Last night I had a chance to sit with some parents here in Norwalk and talk about our collective experiences with diabetes. These parents were taking care of children with diabetes, ranging from the newly diagnosed three year old to the newly diagnosed 13 year old, and everywhere in between. High school angst, the issues of disclosure, the pursuit of “perfection,” and all those other issues that parents of kids with diabetes, and the kids themselves, are dealing with.
“I was invited here to talk about how to raise a child with diabetes without losing your mind. But I’m not really qualified to talk about that sort of thing, to be honest. I’m not the parent of a diabetic child. I am the diabetic child.”
The parents at this group were wonderful, all actively engaged in their child’s health, just trying to make sense of what diabetes doles out every day. We were a small group – about 12 of us in total – so the conversation flowed pretty smoothly and comfortably. And we hit upon some very intimate issues.
Like menstrual cycles and their impact on blood sugars. (Remind me again why I’m talking about puberty and my female hormones with strangers?) Or the dodgy things I did as a kid to lash out at my diabetes or my parents or at life in general.
I admitted to hitting the old school glucose meters with a touch of rubbing alcohol so that the result would come up lower. I also admitted to knowing that my mother hid ice cream sandwiches in the frozen vegetable boxes, but I ate them despite her efforts.
“I wasn’t the best kid, and definitely not the best kid with diabetes, but I made it through okay. And my parents and I? We still talk. And we still like each other.”
“What advice do you have for parents who are dealing with teenagers? What’s on the ‘don’t ever say that,’ list?”
And the only thing I could think of was the epic “We.”
“It’s just that one pronoun. The ‘we.’ We need to test our blood sugar. We need to take our injection. We have diabetes. This always drove me nuts because unless my mother was testing her blood sugar or my father was taking an injection, they weren’t diabetic. They didn’t know what the lows and the highs felt like, only what it felt like to watch the highs and lows and to feel those moments externally and emotionally.”
The group nodded, understanding.
“But it wasn’t until I was older that I realized the ‘we’ concept did apply. It wasn’t just me. It was all of us, as a family, living with this disease. And even though I was the one who had diabetes, my parents were dealing with something, too. Diabetes has a lot of different sides to it, and it doesn’t just affect the person who actually has it. So it is a ‘we’ thing. We live with diabetes, as a family. And it took me a long time to realize that.”
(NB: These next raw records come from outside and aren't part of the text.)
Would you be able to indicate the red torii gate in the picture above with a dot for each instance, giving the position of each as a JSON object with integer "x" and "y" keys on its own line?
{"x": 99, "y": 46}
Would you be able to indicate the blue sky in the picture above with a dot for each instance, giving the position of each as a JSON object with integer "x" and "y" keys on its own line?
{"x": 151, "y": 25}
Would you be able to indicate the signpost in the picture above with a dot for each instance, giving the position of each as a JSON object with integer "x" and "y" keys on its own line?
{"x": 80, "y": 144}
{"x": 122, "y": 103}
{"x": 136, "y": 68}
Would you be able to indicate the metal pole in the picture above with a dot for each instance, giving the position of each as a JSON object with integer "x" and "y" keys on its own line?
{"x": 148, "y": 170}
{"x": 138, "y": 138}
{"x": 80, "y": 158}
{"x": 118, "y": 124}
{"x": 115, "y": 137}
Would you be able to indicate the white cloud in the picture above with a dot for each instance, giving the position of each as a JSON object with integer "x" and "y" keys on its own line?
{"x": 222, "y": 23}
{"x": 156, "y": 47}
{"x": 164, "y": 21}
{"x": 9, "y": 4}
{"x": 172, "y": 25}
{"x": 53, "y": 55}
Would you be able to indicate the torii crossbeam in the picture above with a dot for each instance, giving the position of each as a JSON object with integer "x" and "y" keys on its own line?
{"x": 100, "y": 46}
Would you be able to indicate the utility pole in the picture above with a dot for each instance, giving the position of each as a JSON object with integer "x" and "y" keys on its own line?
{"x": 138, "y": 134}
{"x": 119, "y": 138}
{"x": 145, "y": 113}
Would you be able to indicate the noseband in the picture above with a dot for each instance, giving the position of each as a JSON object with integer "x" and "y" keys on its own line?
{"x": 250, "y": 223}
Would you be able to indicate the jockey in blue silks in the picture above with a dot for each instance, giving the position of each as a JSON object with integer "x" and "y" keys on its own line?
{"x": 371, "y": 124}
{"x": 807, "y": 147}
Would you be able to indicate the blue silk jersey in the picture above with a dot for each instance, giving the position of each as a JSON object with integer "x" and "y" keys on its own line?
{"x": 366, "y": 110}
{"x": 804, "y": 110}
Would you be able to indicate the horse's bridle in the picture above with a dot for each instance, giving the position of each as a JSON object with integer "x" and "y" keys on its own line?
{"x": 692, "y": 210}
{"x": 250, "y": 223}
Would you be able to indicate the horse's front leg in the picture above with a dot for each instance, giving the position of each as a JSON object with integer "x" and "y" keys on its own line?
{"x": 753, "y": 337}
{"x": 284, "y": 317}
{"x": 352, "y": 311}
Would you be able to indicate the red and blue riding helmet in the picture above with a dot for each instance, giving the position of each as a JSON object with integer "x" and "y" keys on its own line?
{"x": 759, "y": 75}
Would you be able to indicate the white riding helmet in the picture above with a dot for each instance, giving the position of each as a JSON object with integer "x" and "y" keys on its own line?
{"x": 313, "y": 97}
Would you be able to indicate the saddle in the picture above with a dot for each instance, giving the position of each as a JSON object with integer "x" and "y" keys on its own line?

One of the parents piped up. “How long?”
“Like … yesterday morning? Maybe Friday, at the earliest.”
She laughed. Another parent asked, “When will my kid figure that part out?”
“I don’t know, honestly. Everyone’s experiences vary. For me, diabetes was a dragon that we, as a family, fought together. We didn’t fight one another, but it was us against IT. And now, I’m a married woman with a husband who goes to the doctor with me instead of my mom and dad going, and my mother has no idea how this insulin pump works or how the CGM works or what the hell ‘basal insulin’ is, but she still has the same protective instincts, and still works hard to take care of me.”
“Even just this past Friday, at my Joslin appointment, I saw this CDE I’d never met before. This lady was critical of every number, every moment of my management, and yelled at me for doing too much while she yelled at me for not doing enough. I was feeling pretty emotional after 45 minutes of this, so I went to take a break to calm down, leaving the CDE and my mother alone in the room together.”
“And I guess while I was gathering my wits in the bathroom, my mother, who had been sitting there quietly and watching the fireworks, leaned towards this CDE and said, ‘It’s been a long, emotional day. And you are supposed to support her, not rip her apart. I think you should tone it down a bit, don’t you?’”
“I guess you don’t ever age out of being the parent of a kid with diabetes.”
Diabetes is a journey, and for some of these parents, they’ve been on it for many, many years. For others, they are just beginning to take those first steps. And for me, with more than two decades with type 1, it was beyond amazing to see them gathered together around the table to find answers, find support, and find inspiration.